Mona Susan Power

How did you become a writer? My parents met in the world of publishing, so I grew up in a home of dedicated readers. I remember being a preschooler, holding open a copy of Alice in Wonderland, willing myself to summon the magic to read the tantalizing pages (mesmerized by the illustrations). Once I could finally read on my own, the world opened in wonderful ways! Words were my friends, allies, protectors. When I wasn’t allowed to express difficult emotions in the open, I could write my heart out on the page. However, because writing was so integral to my survival from a very young age, it took me a while to consider trying to pursue it as a career. It wasn’t until I was in law school that I realized a legal career wasn’t my true calling since I had always been an Arts person (writer, singer, dancer, actress). I completed my schooling and earned the law degree, but then became serious about developing my craft as a writer.

Name your writing influences (writers, books, teachers, etc.). My parents were my first influences—my mother taking me to several libraries each week because libraries were essentially her church. She was also a phenomenal storyteller, and later developed into a talented writer, though she didn’t want to send her work out for publication. My father read aloud to me each night in the years before I could read, in a wonderfully dramatic voice that brought every story to life! Perhaps because of this, an important part of my craft in the editing stage is to read my work aloud. I need to hear the rhythm of sentences, the dialogue.

I was also very fortunate to have high school teachers who encouraged my writing: English teacher, Darlene McCampbell, and Acting teacher, Liucija Ambrosini. I was so thrilled to reconnect with them this past year! Frank Conroy changed my life by accepting me into the MFA program at the University of Iowa in 1990, championing my work, and Margot Livesey was a generous teacher and mentor there.

When Louise Erdrich’s first novel, Love Medicine, was published in 1984, I was so inspired—galvanized! Her stunning writing continues to be an inspiration.

When and where do you write? I can write pretty much anywhere, everywhere, though my preferred place is on my comfy couch with trusty computer settled on a lap desk. One time I had a character’s voice suddenly fill my head with delicious sentences and information when I was out on an exercise walk. I didn’t want to miss a single word, so I dashed into a bank lobby and began writing on a large bank deposit envelope.

When I’m in “finishing mode” with a novel, the pages quickly stack up each day. I’m the happiest at these times and rush out of bed in the morning, eager to begin writing as soon as I finish breakfast. Then I might do more writing in the evening. The momentum builds so much towards the end of a project.
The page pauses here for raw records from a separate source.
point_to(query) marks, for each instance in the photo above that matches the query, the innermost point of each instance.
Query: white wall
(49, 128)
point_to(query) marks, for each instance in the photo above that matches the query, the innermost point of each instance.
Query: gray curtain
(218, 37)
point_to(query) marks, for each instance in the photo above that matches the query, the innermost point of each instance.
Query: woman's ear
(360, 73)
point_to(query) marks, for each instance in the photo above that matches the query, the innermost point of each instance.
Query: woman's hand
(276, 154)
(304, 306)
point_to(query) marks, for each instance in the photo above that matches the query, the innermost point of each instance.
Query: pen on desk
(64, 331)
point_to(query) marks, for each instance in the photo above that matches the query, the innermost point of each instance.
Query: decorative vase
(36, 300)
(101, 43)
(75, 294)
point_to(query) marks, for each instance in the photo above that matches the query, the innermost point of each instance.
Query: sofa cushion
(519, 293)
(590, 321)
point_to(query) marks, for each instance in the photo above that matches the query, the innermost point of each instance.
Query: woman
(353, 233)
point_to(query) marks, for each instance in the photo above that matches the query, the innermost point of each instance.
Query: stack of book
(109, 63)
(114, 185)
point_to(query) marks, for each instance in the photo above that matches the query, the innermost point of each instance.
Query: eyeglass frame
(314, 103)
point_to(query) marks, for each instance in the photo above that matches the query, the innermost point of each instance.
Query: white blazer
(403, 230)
What are you working on now? I have a personal deadline to finish a new novel in coming months. Actually, it’s a book I first began writing years ago, but A Council of Dolls elbowed it out of the way, almost demanding I write it in early 2021. It wanted to be “born” immediately! So now I’ve returned to my earlier novel with the working title, Harvard Indian Séance at the Lizzie Borden Bed & Breakfast.
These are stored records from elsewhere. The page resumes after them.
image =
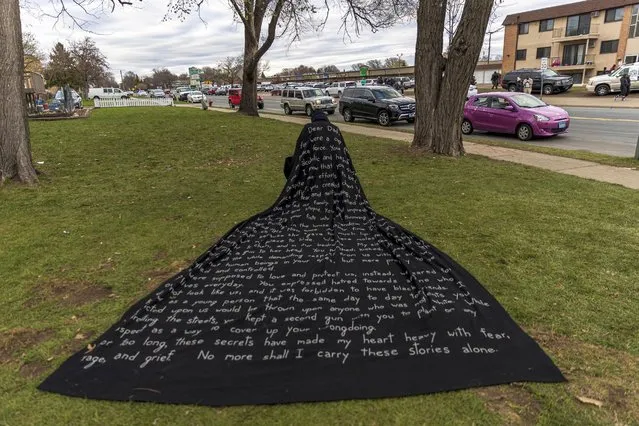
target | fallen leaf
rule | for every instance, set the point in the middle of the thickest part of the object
(587, 400)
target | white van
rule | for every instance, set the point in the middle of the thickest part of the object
(106, 93)
(609, 83)
(338, 87)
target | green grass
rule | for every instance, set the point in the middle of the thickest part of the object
(130, 196)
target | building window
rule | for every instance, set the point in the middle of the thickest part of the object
(578, 25)
(521, 55)
(543, 52)
(546, 25)
(610, 46)
(634, 28)
(614, 15)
Have you ever suffered from writer’s block? I can always write, but there are periods where what I write just isn’t working for me. Especially with longer projects, such as novels, I sometimes begin writing them too soon, before I’ve figured out some important elements of the story, or fully understand the characters involved. Thankfully I’ve learned to be more patient and move on to other projects when a book needs to simmer on the backburner.

What’s the best writing advice you’ve ever received? Writers are often told to “write what [we] know.” But back in the 1990’s I heard author Marcie Hershman offer the advice: “Write what you need to know.” This speaks to me on a deep level. I also greatly appreciate Marcie Rendon’s recent talk at a writing conference where she said she writes all the time. Boom! Write!

What’s your advice to new writers? Read! One of my first strategies when I decided to shift gears from the Law to Creative Writing, was to read award-winning works in the genre that most appealed to me: Literary Fiction. I absorbed so much about craft intuitively, via this steady diet of inspiring work.

Mona Susan Power is the author of four books of fiction: The Grass Dancer (awarded the PEN/Hemingway prize), RoofwalkerSacred Wilderness, and A Council of Dolls (winner of the Minnesota Book Award and the High Plains Book Award, longlisted for the National Book Award and the Carol Shields Prize). Fellowships in support of her work include an Iowa Arts Fellowship, James Michener Fellowship, Radcliffe Bunting Institute Fellowship, Princeton Hodder Fellowship, USA Artists Fellowship, Native Arts and Cultures Foundation Fellowship, and McKnight Fellowship. Her short stories and essays have been widely published in journals and anthologies, including The Best American Short Stories series, The Paris Review, The Atlantic Monthly, andGranta. Power is an enrolled member of the Standing Rock Sioux tribe (Yanktonai Dakota), born and raised in Chicago. She currently lives in Minnesota, where she's working to complete a new novel.